Impregnada de ti, desponto regressada do Inverno que finda, a ponto lágrima, de tez brevemente entristecida. Dizes-me triste e eu concordo. Esperas-me à proa do derradeiro barco que nos conduz ao remanso buliçoso dos silêncios, turbilhão confluente das nossas águas. Sorris e quase que me acredito;
Detenho-me já perto, e tão longínqua afinal. Vejo-me aqui, do outro lado do espelho, cravada na falésia, a pleitar arengas iluministas para me sentir viva, soletrada clandestina ao desejo impúdico de te tocar a pele da alma, ainda que seja apenas por um só e breve instante. Demoro-me seduzida a ensaiar sinais de morse, a morder os dedos das unhas e os seus contrários, estes dedos onde pousaram, em afogo, a espuma das horas vagas, de mim, a assestar luminosa pena, pássaro que sou, exímia ave de ravina a medir distâncias da linha de água à escarpa...
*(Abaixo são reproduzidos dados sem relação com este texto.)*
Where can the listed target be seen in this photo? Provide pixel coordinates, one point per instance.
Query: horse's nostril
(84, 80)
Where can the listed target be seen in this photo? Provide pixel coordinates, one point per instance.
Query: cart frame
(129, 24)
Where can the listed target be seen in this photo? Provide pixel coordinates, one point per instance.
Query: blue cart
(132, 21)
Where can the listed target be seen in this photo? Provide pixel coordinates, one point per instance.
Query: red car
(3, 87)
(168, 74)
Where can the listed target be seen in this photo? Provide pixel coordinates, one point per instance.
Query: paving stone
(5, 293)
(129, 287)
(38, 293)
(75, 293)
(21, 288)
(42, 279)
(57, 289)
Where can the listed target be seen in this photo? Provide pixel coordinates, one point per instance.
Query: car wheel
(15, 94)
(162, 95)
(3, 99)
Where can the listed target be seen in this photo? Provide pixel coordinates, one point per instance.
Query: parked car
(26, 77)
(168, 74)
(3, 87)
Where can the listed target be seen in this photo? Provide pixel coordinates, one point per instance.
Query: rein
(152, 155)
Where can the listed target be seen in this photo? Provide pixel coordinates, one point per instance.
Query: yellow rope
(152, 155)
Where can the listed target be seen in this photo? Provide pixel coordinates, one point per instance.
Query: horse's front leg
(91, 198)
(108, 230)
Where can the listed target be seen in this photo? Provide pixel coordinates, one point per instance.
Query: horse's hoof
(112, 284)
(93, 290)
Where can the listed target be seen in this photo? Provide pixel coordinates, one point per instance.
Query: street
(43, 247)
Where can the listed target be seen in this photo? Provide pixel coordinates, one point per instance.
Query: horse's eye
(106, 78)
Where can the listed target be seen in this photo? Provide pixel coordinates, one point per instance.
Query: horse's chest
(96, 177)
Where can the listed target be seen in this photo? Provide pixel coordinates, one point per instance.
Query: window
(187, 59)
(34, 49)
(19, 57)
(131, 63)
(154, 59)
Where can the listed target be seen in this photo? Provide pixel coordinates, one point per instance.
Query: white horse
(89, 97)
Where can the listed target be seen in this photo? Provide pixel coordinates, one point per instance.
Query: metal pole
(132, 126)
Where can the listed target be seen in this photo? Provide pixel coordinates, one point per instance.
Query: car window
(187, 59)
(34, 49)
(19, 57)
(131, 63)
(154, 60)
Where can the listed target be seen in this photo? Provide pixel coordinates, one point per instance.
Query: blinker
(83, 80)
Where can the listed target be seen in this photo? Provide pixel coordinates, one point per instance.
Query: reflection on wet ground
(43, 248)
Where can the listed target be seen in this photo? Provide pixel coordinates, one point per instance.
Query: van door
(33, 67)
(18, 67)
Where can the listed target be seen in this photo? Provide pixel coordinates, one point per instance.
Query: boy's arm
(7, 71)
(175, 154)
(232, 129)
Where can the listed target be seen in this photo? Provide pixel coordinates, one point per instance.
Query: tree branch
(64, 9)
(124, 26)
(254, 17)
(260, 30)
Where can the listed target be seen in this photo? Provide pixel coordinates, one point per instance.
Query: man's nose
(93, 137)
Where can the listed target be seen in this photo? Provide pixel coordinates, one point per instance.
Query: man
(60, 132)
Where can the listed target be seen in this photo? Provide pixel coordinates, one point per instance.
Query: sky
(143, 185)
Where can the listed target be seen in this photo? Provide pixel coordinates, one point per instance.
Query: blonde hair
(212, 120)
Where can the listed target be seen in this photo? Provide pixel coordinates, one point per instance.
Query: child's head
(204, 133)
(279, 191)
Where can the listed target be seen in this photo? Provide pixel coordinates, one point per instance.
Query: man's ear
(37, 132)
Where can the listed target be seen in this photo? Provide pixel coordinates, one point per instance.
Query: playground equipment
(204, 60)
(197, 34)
Sem que me saiba, ouso transportar estrelas do mar para para o ponto em que me encontro, para que te ilumine, barco na bruma, no desaprumo das paixões. E te traga a mim (teu porto). E me conduza a ti (teu berço)...
Regresso, flor,
porque nunca parti, sem saber que estavas a meu lado, sem saber que não necessitávamos de barcos nem pontes, porque ambos somos águas do mesmo rio, e, o mar, ai o mar, meu amor, é destino inevitável de quem fermentou o trigo em solicitude despida, a pulsos abertos, com a foice da vida, chuva dulcificada, e, por fim, ao sol poente, bebeu, sem medo, de bica aberta, o vinho mosto da terra…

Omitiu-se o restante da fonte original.